I found this book a unnecessarily long. A lot of stuff happens, for example I haven't even mentioned Bella's long-awaited transition into vampire form. It was as graphic as I remember it being, but I do think that Bella was destined to be a vampire. Overall, I am ok with how the novel ended. I wished there was more drama with the Volturi in the end, however, all the characters seem to end up happy and most importantly, my favourite character Seth was protected. But, because it was so long, I found myself forgetting that things actually happened in the novel. Bella and Edward's wedding seemed pretty insignificant by the end. I guess it was an entertaining, melodramatic book, but it did take up a lot of my time.

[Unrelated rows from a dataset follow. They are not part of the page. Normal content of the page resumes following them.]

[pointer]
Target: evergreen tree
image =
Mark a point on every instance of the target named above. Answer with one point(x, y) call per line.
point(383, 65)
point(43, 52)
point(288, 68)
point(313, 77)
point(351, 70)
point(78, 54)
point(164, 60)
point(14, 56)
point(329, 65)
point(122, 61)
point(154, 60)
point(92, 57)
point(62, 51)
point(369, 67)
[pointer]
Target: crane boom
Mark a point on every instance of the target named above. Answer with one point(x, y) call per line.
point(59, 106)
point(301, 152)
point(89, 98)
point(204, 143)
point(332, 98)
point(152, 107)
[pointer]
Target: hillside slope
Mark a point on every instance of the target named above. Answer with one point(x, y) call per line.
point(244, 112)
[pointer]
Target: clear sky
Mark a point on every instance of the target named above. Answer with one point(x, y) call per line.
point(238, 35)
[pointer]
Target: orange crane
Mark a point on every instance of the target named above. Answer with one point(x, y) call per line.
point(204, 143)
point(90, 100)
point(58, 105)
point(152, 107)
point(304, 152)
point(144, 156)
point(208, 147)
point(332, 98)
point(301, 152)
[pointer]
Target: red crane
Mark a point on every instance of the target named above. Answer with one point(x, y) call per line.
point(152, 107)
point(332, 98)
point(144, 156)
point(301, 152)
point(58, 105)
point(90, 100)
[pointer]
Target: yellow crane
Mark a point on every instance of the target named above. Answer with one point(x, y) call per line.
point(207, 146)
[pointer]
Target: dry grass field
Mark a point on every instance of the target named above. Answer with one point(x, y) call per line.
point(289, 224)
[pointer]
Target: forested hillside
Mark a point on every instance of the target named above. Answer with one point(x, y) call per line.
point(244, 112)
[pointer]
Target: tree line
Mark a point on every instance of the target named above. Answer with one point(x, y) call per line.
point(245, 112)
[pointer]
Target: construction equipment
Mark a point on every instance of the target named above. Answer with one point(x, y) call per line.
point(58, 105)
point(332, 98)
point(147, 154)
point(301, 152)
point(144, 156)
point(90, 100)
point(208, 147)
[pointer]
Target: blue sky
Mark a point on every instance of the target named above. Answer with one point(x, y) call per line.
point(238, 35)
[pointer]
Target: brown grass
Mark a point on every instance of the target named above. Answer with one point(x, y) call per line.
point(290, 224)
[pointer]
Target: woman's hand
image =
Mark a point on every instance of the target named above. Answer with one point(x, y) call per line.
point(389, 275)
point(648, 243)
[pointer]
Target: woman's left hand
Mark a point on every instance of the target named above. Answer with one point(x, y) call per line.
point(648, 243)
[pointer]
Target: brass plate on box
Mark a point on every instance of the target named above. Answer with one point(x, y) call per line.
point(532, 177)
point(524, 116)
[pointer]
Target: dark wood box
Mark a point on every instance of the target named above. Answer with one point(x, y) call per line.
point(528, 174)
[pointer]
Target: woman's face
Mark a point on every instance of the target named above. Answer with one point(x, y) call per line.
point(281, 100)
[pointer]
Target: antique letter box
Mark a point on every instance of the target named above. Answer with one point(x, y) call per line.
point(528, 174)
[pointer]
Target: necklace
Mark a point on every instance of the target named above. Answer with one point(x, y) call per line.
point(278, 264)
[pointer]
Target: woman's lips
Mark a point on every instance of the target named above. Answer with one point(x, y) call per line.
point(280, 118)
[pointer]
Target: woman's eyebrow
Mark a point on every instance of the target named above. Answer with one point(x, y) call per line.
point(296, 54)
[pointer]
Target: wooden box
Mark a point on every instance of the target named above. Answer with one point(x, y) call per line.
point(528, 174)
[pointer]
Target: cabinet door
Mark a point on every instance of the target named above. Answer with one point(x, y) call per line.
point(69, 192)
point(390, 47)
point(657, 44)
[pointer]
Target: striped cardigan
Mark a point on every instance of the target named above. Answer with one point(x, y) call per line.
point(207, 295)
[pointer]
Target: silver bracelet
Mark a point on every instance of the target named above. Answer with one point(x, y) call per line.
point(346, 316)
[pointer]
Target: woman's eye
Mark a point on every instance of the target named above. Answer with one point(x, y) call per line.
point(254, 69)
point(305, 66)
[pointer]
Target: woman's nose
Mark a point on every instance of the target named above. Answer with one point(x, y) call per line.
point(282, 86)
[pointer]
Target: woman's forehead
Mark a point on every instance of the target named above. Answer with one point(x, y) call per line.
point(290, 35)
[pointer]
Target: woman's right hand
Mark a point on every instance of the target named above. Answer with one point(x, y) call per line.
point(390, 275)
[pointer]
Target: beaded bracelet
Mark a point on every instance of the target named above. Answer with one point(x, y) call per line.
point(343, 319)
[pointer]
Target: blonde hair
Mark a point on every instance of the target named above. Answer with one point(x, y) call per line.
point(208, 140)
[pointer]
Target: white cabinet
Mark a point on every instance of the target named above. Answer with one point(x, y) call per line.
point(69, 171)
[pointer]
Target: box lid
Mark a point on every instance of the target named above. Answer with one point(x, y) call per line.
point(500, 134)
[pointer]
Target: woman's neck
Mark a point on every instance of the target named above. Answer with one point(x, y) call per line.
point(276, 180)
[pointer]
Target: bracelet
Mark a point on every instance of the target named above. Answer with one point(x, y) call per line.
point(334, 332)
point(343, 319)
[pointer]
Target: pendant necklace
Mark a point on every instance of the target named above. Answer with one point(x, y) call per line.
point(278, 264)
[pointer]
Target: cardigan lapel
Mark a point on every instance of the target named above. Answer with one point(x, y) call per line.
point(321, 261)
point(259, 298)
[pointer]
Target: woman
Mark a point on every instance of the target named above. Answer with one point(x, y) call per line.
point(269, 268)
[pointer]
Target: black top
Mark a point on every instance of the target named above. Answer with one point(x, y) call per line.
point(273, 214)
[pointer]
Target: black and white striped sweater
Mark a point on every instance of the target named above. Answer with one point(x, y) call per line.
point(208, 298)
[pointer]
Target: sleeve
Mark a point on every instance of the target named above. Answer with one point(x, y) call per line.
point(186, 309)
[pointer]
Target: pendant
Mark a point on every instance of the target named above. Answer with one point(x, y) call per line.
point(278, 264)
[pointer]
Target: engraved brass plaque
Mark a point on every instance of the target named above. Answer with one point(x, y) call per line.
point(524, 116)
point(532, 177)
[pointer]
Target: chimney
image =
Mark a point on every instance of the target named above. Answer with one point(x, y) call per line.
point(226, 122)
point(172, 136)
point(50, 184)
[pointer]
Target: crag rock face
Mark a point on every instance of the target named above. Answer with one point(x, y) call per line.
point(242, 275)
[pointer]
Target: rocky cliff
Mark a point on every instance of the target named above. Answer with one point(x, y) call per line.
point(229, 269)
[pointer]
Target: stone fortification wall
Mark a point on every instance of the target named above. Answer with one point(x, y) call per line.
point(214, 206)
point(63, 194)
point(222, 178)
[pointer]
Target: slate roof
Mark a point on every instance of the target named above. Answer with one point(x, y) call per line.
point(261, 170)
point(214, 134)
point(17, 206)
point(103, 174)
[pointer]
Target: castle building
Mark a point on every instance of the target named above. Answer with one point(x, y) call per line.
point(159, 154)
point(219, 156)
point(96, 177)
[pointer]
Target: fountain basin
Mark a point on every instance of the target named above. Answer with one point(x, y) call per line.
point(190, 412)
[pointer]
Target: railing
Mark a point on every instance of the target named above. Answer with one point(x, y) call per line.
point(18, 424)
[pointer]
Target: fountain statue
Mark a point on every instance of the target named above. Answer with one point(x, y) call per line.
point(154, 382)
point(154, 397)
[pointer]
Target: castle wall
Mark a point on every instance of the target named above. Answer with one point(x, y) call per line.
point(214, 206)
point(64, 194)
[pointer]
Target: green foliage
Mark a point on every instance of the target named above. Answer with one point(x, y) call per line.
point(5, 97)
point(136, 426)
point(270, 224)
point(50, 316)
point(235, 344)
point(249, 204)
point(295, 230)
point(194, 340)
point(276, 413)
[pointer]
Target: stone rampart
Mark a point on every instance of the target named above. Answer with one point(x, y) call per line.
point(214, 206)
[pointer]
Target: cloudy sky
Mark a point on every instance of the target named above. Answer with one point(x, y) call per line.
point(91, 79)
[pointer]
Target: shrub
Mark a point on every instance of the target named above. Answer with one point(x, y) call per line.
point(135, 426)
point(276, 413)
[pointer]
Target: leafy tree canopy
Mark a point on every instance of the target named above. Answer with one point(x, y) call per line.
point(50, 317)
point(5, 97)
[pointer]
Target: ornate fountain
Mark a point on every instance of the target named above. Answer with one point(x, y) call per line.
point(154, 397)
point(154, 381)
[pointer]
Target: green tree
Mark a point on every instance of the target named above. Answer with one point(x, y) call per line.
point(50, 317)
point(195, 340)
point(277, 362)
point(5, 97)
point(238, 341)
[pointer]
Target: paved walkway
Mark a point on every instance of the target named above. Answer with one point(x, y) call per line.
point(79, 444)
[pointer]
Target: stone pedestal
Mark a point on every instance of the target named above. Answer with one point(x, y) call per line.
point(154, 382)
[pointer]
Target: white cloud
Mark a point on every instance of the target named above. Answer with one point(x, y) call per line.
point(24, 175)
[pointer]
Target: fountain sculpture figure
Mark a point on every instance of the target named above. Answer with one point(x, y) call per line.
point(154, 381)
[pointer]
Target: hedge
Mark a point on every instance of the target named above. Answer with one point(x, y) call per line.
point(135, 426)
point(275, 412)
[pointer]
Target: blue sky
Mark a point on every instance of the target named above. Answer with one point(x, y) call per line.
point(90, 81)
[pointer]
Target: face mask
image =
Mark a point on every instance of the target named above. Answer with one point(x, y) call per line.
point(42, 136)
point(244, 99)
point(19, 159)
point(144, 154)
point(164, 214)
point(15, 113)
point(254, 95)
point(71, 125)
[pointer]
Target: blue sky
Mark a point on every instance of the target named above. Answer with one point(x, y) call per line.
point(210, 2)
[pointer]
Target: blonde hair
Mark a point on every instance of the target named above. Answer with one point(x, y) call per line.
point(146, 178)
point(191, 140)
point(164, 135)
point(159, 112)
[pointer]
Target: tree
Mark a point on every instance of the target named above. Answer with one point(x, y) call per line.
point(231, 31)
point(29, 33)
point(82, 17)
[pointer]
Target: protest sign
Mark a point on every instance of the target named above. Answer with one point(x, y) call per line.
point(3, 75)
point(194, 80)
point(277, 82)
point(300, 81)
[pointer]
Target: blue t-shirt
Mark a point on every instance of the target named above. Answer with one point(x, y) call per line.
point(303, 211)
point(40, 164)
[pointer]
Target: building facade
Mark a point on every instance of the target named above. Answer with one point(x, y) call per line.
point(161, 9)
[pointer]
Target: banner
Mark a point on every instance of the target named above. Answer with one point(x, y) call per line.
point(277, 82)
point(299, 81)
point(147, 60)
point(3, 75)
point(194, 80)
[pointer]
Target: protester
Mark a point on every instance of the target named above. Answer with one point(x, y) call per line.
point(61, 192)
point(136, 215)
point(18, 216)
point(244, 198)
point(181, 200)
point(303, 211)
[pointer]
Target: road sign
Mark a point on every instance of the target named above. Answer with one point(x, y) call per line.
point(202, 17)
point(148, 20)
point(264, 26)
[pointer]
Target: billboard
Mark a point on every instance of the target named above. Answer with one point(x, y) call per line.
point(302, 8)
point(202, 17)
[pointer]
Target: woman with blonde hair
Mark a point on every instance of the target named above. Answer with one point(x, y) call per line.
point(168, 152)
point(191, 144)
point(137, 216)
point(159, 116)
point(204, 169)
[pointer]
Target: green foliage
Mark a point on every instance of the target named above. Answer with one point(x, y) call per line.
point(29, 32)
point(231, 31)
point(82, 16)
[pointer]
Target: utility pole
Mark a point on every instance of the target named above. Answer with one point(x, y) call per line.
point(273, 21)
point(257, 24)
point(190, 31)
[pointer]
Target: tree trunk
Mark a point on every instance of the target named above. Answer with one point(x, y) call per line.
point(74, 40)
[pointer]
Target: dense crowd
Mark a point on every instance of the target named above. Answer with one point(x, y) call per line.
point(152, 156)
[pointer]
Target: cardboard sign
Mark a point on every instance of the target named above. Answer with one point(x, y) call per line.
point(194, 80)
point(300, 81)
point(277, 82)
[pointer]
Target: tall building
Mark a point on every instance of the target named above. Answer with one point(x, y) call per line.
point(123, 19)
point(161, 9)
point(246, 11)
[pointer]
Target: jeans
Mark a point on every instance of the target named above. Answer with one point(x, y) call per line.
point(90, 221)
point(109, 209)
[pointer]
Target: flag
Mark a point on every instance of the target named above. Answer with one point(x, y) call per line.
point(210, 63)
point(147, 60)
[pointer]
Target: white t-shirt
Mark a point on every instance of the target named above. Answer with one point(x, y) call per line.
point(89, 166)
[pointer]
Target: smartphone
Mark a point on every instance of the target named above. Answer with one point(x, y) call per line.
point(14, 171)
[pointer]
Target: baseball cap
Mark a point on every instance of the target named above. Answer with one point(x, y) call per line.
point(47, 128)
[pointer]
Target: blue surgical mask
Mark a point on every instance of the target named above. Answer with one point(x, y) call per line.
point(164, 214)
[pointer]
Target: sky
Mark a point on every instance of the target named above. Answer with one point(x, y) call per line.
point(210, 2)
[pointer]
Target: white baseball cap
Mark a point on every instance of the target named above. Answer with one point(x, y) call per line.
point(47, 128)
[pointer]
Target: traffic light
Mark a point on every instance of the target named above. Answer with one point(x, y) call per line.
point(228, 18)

So some overall thoughts on this whole Twilight re-read experience:
I LOVED it. It was so fun looking at Twilight from a scholarly perspective. I learnt things I never even considered when first reading the novel, and I do think I have a new appreciation for the series. Whether Meyer knew it or not, she wrote a series that has given English, sociology, and gender scholars stuff talk about for years to come.
Have you read Breaking Dawn? What did you think?